Si l’on hésitait encore à condamner Fauda qui nous offrait un panorama intéressant sur la situation palestinienne, les dérives de cette troisième saison font basculer la série israélienne du mauvais côté de la propagande.
Pour pouvoir regarder sereinement Fauda, série israélienne à l’excellente réputation, il fallait admettre dès le départ que, à l’image de ce qui se fait aux USA, il ne serait pas question ici de remettre en cause fondamentalement la doctrine nationale ou l’honneur de la nation : ceux qui soutiennent activement la cause palestinienne ont eu donc intérêt à s’abstenir ! Les autres se seront laissé prendre au jeu d’une fiction politique, et de scénarios de cauchemar : Lior Raz et Avi Issacharoff nous ont proposé un thriller façon 24 heures, enchaînant les scènes d’action et les retournements de situation, sans trop se poser de questions morales, mais qui fonctionnait assez bien au cours de ses deux premières saisons.
Car Fauda avait paradoxalement l’audace (la lucidité, peut-être…) de nous montrer un groupe d’infiltration et d’intervention israélien dysfonctionnel, dont aucune mission ne semblait jamais réussir, un groupe miné autant par des conflits entre ses membres que par un certain amateurisme se traduisant par une suite d’improvisations aux effets désastreux : on était loin de la représentation habituelle de services israéliens implacables et tout-puissants ! En face, la société palestinienne est figurée dans Fauda, non sans une certaine lucidité semble-t-il, comme étouffée autant par la religion que par l’étau israélien, et ne fonctionnant à peine qu’à travers les relations traditionnelles, familiales surtout, seul refuge contre la souffrance. Des deux côtés des check-points, Fauda dépeignait les mêmes arrangements avec la morale, la même corruption, les mêmes ambitions dévorantes.

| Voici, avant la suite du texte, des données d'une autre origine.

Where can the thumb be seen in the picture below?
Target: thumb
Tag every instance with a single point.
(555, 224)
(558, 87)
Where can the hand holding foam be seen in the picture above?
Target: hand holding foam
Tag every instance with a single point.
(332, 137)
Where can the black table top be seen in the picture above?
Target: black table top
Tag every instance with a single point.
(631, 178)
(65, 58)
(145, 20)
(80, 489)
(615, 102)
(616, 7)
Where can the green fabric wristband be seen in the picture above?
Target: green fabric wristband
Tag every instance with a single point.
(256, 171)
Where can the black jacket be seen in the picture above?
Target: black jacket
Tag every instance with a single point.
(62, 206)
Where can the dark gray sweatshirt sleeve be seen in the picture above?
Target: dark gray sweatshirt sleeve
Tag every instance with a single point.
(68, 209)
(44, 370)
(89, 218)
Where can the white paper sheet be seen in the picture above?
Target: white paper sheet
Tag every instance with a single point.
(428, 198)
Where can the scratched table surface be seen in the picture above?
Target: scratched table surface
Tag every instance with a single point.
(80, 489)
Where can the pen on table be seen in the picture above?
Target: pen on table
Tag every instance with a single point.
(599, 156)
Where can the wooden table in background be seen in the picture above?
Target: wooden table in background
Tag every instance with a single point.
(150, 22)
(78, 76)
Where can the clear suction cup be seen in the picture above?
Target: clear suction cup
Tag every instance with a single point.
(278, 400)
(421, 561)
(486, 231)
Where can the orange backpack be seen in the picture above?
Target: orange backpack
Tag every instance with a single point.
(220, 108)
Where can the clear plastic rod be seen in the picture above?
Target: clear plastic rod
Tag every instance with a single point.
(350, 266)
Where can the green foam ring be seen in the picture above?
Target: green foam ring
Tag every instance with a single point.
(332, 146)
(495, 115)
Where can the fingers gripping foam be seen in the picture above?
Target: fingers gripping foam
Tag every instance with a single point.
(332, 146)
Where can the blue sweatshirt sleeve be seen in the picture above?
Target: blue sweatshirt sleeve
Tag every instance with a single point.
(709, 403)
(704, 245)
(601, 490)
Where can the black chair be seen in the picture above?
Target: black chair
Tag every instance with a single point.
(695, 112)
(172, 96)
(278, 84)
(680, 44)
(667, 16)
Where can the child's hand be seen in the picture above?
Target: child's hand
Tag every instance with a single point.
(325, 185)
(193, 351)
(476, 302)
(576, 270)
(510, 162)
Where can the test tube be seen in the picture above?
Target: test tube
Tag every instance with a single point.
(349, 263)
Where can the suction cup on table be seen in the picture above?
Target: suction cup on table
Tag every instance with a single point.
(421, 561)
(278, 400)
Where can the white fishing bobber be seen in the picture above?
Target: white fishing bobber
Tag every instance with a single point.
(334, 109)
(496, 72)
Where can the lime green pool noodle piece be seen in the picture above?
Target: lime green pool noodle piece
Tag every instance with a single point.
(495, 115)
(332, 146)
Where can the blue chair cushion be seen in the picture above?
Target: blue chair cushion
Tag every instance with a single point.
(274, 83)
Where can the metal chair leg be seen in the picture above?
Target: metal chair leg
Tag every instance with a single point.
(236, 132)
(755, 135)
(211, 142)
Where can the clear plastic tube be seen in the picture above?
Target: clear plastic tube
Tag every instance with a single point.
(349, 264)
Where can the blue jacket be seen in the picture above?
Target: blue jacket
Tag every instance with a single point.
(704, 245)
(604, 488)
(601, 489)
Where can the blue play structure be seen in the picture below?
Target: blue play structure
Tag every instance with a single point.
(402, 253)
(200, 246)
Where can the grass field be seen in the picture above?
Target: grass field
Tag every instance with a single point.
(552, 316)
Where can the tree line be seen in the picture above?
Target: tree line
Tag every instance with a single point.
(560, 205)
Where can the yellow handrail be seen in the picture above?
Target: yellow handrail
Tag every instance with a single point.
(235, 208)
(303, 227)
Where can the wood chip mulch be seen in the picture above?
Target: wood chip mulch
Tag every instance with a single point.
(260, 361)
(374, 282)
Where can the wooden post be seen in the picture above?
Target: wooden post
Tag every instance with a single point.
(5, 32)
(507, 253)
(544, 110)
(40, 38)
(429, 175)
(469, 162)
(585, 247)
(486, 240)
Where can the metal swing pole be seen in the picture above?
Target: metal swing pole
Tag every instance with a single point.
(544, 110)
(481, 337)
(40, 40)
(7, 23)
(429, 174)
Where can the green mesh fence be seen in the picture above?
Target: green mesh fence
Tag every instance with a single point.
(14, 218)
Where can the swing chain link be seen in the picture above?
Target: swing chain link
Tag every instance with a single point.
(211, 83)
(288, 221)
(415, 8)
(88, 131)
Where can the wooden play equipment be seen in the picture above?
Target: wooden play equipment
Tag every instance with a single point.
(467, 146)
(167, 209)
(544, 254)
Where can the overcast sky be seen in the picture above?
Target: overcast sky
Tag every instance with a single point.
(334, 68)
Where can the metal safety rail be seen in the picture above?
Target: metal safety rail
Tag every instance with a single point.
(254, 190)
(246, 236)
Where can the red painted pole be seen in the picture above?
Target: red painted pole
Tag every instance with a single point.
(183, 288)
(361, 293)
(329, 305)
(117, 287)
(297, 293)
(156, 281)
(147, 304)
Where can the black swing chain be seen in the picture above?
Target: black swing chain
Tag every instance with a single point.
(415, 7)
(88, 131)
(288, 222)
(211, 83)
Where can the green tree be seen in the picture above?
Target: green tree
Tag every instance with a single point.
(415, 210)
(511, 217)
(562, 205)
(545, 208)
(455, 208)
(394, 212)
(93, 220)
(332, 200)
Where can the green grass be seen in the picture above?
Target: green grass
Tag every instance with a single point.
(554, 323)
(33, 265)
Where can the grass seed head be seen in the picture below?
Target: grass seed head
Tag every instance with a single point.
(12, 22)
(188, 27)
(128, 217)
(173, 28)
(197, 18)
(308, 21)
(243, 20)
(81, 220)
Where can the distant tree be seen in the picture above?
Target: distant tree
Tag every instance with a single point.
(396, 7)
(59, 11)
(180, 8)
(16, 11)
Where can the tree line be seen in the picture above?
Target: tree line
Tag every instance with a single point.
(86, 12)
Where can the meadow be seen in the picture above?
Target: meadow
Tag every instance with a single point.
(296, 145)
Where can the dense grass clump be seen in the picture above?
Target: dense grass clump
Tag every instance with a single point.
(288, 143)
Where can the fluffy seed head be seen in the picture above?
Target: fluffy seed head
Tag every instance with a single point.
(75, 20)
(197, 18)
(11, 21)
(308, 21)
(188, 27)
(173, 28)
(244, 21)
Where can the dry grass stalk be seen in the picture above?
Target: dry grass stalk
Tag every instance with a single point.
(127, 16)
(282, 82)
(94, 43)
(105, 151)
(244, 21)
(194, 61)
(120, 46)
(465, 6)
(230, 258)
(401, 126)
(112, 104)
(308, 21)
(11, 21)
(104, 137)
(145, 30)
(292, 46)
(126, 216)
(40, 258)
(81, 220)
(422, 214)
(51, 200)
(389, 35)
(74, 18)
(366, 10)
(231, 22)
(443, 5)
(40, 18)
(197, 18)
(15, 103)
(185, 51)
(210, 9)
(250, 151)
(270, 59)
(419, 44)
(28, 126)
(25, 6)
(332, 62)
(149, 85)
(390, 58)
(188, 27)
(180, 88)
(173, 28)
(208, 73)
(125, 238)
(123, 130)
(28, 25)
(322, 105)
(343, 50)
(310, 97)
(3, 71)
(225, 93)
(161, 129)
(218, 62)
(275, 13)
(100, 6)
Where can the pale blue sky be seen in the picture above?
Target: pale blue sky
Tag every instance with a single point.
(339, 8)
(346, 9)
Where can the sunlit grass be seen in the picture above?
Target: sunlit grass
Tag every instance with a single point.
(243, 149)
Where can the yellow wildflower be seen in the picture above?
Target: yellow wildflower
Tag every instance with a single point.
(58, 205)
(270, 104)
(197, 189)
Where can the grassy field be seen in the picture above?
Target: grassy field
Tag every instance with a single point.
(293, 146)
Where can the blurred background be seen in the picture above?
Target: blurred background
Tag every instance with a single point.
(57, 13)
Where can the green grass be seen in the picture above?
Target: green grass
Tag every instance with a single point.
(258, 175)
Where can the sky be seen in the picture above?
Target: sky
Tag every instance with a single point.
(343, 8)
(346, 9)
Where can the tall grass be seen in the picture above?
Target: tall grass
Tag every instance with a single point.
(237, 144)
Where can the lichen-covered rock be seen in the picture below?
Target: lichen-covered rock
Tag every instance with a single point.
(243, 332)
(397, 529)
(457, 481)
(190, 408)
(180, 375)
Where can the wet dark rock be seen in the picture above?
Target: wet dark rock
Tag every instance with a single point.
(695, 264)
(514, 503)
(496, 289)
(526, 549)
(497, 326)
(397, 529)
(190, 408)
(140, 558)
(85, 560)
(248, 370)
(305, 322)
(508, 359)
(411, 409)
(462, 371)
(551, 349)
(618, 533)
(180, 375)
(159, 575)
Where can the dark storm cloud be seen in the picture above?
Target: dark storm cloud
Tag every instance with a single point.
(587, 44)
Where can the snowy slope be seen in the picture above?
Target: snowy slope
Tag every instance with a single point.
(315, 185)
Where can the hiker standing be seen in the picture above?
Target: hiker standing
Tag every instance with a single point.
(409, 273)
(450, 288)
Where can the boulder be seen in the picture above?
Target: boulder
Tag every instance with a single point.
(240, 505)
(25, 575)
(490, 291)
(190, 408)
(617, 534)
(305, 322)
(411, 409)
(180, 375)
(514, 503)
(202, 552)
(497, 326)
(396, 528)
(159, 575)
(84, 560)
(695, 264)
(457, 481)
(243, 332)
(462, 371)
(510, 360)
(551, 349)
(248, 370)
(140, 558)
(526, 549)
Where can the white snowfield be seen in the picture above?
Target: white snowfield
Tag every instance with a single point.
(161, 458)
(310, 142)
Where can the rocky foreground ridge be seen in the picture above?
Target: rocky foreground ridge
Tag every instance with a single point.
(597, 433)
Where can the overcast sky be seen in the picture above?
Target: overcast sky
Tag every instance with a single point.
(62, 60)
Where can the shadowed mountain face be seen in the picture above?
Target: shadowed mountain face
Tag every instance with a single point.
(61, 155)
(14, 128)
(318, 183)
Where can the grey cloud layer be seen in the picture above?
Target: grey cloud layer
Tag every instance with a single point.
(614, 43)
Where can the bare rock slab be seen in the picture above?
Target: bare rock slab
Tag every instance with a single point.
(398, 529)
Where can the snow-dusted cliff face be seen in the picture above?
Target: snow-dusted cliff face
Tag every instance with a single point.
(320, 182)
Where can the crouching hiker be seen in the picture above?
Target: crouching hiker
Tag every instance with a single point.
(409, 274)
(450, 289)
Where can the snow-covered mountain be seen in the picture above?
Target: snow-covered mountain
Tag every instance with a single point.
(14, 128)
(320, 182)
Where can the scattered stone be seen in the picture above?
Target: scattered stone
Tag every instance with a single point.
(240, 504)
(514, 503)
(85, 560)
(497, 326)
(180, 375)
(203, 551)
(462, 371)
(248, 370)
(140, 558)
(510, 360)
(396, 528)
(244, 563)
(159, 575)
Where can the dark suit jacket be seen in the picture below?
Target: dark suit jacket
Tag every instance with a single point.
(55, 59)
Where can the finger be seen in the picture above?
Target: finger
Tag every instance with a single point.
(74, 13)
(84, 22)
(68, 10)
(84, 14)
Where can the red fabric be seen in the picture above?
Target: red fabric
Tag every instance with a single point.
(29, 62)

Malgré tous ses défauts, Fauda nous a intrigués, passionnés même parfois, sans doute parce que, en dépit de ses gros travers idéologiques, elle nous donnait quelque chose à voir de ces territoires gangrenés par des décennies de guerre, quelque chose à saisir de la situation inextricable dans laquelle survivent les populations palestinienne et israélienne. Oui, Fauda, malgré son désagréable côté de propagande « anti-terroriste » (soit le terme appliqué depuis toujours par les conquérants à ceux qui résistent à leur conquête, ne l’oublions jamais), nous parlait mieux que les reportages d’actualité de ce brasier de haine inextinguible.
https://www.youtube.com/watch?v=JgQ_PaTPuT4
Avec cette troisième saison, voici donc venu le temps de l’excès – puisqu’il faut toujours en faire plus, apparemment, pour garder le bon public devant son téléviseur – et de la perte de crédibilité attenante. Si la crainte israélienne – bien réelle – vis à vis de l’infiltration d’agents du Hamas grâce à des tunnels est a priori un excellent sujet, et si l’introduction de la saison – ses 3 premiers épisodes – est intéressante, parce que l’on nous montre un Doron (Lior Raz, toujours aussi peu convaincant, malgré son charisme certain) tellement infiltré dans la société palestinienne qu’il y a tissé de véritables liens d’affection, la série bascule rapidement ensuite dans l’outrance, cherchant le spectaculaire et la tension à tout prix, aux dépends de la crédibilité politique : la (trop) longue séquence de l’attaque commando en plein cœur de Gaza condamne toute la saison à ressembler cette fois à un simple instrument de propagande contre le Hamas et en faveur de la supériorité militaire israélienne.
Et si la fin, en anti-climax douloureux, est indéniablement belle, il y a belle lurette que la déshumanisation du personnage a priori emblématique de Bashar (Ala Dakka, sans doute un peu vert pour un rôle pivotal qui nécessitait plus de subtilité) a désolidarisé le téléspectateur de ce qui devait être, en théorie, le parcours emblématique d’un honnête homme vers la violence et la haine. Cette tragédie individuelle, indissociable de telles situations de guerre civile, qui aurait dû constituer le grand sujet de la saison, a été reléguée en arrière-plan par des scènes d’action et de suspense trop systématiques, et surtout par le fait que Lior Raz et Avi Issacharoff ne peuvent s’empêcher de nous montrer qu’un mort israélien compte plus qu’un mort palestinien.
Il est sans doute temps que Fauda s’arrête, avant de devenir franchement détestable.